久草精品视频在线观看_伊人亚洲综合青草青草久热_成人高清视频在线观看_国产伦精品一区二区三区免费迷奷_暴雨入室侵犯进出肉体免费观看_国产亚洲欧美在线_国产A√无码专区亚洲Av

We introduce a streaming framework for analyzing stochastic approximation/optimization problems. This streaming framework is analogous to solving optimization problems using time-varying mini-batches that arrive sequentially. We provide non-asymptotic convergence rates of various gradient-based algorithms; this includes the famous Stochastic Gradient (SG) descent (a.k.a. Robbins-Monro algorithm), mini-batch SG and time-varying mini-batch SG algorithms, as well as their iterated averages (a.k.a. Polyak-Ruppert averaging). We show i) how to accelerate convergence by choosing the learning rate according to the time-varying mini-batches, ii) that Polyak-Ruppert averaging achieves optimal convergence in terms of attaining the Cramer-Rao lower bound, and iii) how time-varying mini-batches together with Polyak-Ruppert averaging can provide variance reduction and accelerate convergence simultaneously, which is advantageous for many learning problems, such as online, sequential, and large-scale learning. We further demonstrate these favorable effects for various time-varying mini-batches.

相關內容

流

關注 1

優化器 · Learning · 泛函 · 情景 · 替代函數 ·

2023 年 6 月 8 日

Target-based Surrogates for Stochastic Optimization

Jonathan Wilder Lavington,Sharan Vaswani,Reza Babanezhad,Mark Schmidt,Nicolas Le Roux

We consider minimizing functions for which it is expensive to compute the (possibly stochastic) gradient. Such functions are prevalent in reinforcement learning, imitation learning and adversarial training.

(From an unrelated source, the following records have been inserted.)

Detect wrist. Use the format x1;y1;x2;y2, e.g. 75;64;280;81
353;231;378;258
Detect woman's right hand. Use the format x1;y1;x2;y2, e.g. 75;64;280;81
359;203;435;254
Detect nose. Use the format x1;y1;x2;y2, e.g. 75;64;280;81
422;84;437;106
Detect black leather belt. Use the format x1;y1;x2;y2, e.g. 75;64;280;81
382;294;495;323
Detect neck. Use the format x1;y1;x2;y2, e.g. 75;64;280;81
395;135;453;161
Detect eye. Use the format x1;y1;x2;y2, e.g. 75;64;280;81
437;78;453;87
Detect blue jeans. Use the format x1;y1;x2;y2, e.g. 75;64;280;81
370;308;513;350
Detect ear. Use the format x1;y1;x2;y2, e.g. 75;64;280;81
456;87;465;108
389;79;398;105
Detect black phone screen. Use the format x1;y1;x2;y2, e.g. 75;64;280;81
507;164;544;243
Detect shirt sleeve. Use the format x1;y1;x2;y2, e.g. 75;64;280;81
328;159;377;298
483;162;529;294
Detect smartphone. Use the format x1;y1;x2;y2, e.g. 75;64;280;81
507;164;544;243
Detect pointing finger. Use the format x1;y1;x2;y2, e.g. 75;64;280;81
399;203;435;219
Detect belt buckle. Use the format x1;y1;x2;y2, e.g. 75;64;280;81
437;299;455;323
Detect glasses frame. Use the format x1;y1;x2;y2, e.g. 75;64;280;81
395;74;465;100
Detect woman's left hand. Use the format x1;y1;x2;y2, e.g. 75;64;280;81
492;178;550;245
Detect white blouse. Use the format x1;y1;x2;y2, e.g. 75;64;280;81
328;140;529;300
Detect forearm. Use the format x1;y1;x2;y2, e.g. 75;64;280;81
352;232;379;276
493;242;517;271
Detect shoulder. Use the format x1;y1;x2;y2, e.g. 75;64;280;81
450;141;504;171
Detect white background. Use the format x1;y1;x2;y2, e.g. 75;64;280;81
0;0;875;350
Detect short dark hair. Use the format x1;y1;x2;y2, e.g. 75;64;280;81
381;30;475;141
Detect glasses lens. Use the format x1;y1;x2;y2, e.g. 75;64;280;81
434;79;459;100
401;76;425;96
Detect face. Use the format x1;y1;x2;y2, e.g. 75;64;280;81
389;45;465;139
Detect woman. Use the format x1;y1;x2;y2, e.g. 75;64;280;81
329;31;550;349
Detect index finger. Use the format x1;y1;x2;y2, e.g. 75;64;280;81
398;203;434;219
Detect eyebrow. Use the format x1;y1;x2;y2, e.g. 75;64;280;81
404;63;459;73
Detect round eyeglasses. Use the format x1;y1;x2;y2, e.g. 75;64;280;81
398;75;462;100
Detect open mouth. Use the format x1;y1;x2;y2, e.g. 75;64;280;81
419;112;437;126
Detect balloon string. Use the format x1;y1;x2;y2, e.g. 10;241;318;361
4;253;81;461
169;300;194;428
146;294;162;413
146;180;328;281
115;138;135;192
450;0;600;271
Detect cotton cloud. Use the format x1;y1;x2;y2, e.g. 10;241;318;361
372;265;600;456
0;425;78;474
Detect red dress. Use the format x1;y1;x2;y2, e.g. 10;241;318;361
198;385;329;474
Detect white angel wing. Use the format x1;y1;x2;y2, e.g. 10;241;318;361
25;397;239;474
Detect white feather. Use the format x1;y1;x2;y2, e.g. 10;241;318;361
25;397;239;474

Our target optimization framework uses the (expensive) gradient computation to construct surrogate functions in a \emph{target space} (e.g. the logits output by a linear model for classification) that can be minimized efficiently. This allows for multiple parameter updates to the model, amortizing the cost of gradient computation. In the full-batch setting, we prove that our surrogate is a global upper-bound on the loss, and can be (locally) minimized using a black-box optimization algorithm. We prove that the resulting majorization-minimization algorithm ensures convergence to a stationary point of the loss. Next, we instantiate our framework in the stochastic setting and propose the $SSO$ algorithm, which can be viewed as projected stochastic gradient descent in the target space. This connection enables us to prove theoretical guarantees for $SSO$ when minimizing convex functions. Our framework allows the use of standard stochastic optimization algorithms to construct surrogates which can be minimized by any deterministic optimization method. To evaluate our framework, we consider a suite of supervised learning and imitation learning problems. Our experiments indicate the benefits of target optimization and the effectiveness of $SSO$.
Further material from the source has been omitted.